Em entrevista, Law identificou um motivo central para essa tendência: a disponibilidade de sistemas operacionais mais novos e mais atraentes no mercado constitucional. "Ninguém quer copiar o Windows 3.1", ele disse.

Numa entrevista para a televisão durante uma visita ao Egito na semana passada, a juíza da Suprema Corte Ruth Bader Ginsburg parecia concordar. "Eu não prestaria muita atenção na constituição dos Estados Unidos se eu estivesse elaborando uma constituição no ano de 2012", ela disse. Em vez disso, ela recomendou a Constituição da África do Sul, a Carta Canadense de Direitos e Liberdades ou a Convenção de Direitos Humanos europeia.

Carta não recebeu reformas significativas ao longo de 200 anos

Os direitos garantidos pela Constituição dos EUA são parcimoniosos para os padrões internacionais e estão congelados no tempo. Como escreveu Sanford Levinson em 2006 em seu texto Nossa Constituição Antidemocrática, "a Constituição dos EUA é a mais difícil de se emendar de todas as Constituições atualmente existentes no mundo de hoje" (a Iugoslávia costumava ter esse título, mas ela não deu certo).

Outras nações rotineiramente fazem completas mudanças em suas constituições, substituindo-as a cada 19 anos, em média. Por uma estranha coincidência, Thomas Jefferson, numa carta de 1789 a James Madison, disse que todas as constituições "expiram naturalmente ao fim de seus 19 anos" porque "a terra pertence sempre à geração vivente".

Atualmente, a coincidência entre os direitos garantidos pela Constituição e os direitos mais populares no mundo está irregular. Reconhecemos direitos que não são amplamente protegidos, inclusive o direito a um julgamento rápido e público, e estamos sozinhos na proibição do estabelecimento governamental de religião.

Mas a Constituição está fora de ritmo com o restante do mundo ao fracassar em proteger, pelo menos com tantas palavras, o direito de ir e vir, a presunção de inocência e o direito à alimentação, educação e cuidados de saúde.

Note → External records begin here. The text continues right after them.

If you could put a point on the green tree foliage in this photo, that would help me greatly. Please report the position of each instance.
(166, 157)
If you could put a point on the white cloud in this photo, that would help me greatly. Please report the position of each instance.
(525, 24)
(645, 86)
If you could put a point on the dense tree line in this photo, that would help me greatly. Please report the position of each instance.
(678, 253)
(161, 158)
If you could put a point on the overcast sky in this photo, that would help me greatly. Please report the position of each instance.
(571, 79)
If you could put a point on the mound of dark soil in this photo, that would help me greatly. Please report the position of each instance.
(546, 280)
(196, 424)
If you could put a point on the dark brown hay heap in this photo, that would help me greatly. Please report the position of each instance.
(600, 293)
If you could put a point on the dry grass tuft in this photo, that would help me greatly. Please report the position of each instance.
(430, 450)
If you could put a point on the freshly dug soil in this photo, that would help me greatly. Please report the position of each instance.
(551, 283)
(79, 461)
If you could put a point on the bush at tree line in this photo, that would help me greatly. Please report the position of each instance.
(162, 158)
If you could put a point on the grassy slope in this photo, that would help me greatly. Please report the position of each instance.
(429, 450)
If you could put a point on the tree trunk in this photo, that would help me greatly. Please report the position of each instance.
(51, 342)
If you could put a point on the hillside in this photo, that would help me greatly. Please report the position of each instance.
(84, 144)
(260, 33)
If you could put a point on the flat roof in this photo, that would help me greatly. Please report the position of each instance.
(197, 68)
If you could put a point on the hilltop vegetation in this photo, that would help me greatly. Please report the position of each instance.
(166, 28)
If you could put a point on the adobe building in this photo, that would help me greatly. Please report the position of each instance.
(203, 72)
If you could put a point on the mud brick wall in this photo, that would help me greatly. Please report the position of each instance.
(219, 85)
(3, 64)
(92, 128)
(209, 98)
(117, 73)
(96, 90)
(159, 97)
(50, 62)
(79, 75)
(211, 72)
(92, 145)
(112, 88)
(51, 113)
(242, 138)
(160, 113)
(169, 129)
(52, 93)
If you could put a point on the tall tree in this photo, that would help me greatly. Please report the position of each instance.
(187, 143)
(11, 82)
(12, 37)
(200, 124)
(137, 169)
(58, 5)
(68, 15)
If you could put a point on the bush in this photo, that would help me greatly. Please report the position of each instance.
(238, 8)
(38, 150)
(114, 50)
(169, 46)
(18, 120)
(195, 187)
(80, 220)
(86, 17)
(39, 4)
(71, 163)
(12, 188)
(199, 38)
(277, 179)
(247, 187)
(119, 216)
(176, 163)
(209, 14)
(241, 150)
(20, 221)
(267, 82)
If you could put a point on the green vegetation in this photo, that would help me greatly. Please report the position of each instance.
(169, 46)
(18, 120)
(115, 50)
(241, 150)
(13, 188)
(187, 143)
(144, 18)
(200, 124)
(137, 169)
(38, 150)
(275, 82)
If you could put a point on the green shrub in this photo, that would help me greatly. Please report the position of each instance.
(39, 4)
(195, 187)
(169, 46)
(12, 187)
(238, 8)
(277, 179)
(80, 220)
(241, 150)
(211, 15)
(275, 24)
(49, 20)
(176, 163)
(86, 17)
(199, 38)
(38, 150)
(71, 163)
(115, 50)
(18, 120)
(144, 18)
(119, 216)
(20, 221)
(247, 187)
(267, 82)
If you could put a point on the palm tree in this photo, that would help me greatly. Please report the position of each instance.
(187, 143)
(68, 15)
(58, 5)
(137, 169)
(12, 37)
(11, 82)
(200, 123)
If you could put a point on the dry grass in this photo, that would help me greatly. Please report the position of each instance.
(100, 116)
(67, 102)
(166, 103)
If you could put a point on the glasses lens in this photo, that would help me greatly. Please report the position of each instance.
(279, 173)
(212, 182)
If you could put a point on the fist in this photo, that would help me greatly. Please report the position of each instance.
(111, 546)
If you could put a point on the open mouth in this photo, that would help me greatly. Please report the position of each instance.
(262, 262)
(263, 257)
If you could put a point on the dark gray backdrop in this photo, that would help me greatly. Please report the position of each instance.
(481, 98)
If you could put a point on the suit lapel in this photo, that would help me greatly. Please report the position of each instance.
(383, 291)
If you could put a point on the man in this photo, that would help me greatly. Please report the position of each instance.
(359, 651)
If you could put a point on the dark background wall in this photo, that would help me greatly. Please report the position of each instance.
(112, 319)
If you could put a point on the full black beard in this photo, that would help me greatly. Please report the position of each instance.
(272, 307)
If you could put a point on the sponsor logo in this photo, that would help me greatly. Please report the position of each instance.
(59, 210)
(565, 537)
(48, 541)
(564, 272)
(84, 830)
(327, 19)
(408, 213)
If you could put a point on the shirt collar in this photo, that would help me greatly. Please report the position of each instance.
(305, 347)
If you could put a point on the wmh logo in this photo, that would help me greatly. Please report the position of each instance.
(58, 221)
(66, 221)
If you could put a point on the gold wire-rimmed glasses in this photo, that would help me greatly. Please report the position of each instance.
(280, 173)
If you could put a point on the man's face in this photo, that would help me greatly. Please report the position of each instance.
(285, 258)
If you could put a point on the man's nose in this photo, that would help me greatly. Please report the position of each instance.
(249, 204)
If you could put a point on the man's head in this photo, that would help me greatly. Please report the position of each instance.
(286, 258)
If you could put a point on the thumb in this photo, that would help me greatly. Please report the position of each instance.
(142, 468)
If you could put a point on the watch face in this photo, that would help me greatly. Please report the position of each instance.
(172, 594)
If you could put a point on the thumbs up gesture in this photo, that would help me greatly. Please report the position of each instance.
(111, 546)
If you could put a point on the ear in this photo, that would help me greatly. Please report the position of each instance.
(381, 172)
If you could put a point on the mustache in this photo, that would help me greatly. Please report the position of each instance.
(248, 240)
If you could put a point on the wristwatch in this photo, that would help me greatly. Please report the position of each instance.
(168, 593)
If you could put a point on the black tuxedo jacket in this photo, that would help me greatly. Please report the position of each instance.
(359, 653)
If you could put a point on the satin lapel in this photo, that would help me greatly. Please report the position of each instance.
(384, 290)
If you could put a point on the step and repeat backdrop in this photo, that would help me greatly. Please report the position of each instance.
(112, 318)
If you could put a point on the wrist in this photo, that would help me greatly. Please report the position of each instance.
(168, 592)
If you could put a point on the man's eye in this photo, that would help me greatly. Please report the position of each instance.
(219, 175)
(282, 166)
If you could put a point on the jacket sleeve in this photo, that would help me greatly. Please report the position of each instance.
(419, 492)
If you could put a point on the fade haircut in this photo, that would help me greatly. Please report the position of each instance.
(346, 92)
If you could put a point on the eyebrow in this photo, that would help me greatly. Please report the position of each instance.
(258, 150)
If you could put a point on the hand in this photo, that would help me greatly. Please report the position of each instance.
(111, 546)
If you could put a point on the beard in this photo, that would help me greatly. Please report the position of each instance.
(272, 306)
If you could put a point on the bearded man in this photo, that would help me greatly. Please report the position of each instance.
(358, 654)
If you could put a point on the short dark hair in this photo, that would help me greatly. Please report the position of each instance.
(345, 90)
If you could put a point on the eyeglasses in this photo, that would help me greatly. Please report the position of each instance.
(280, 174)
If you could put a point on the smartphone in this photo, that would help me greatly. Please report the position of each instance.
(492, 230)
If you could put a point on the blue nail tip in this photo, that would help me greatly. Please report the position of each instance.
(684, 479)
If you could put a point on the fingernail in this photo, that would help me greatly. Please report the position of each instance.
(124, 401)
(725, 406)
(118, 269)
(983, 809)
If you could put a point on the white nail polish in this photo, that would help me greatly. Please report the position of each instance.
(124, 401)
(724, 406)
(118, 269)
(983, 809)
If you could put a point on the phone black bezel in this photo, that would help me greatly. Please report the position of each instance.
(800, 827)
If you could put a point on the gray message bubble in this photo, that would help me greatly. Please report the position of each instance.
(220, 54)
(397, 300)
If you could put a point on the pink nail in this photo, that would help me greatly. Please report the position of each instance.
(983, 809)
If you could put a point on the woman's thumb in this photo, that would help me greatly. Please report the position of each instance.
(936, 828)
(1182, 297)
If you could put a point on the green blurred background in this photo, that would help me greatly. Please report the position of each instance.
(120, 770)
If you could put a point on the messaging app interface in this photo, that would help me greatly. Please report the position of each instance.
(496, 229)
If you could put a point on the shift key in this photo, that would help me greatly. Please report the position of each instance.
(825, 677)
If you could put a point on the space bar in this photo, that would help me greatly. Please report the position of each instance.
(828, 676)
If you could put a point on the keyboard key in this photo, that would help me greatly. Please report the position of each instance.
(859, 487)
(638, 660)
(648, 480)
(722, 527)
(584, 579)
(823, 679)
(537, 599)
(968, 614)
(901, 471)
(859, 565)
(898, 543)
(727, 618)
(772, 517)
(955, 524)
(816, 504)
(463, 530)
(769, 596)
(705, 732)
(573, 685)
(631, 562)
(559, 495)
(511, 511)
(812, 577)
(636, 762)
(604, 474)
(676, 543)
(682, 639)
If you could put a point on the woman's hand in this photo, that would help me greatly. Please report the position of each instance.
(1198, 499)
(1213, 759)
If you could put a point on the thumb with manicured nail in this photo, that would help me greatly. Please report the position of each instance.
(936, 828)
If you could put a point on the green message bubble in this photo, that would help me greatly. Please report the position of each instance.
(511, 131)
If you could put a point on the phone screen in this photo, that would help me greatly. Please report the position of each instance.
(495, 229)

Além disso, apenas 2% das constituições do mundo protegem, como a Segunda Ementa da Constituição americana, o direito de portar armas (casos semelhantes ocorrem na Guatemala e México).

A estatura global minguante da Constituição é consistente com a influência reduzida da Suprema Corte, que "perde o papel central que já teve entre as cortes de democracias modernas", segundo escreve Aharon Barak, o então presidente da Suprema Corte de Israel, no periódico Harvard Law Review, em 2002.

Muitos juízes estrangeiros afirmam terem se tornado menos propensos a citar decisões da Suprema Corte dos EUA, em parte por conta daquilo que consideram ser paroquialismo. "Os EUA correm o perigo, creio, de se tornarem algo como um fóssil vivo no que diz respeito às suas leis", disse o juiz da Suprema Corte australiana Michael Kirby numa entrevista de 2001. Ele disse que preferia observar a Índia, a África do Sul e a Nova Zelândia.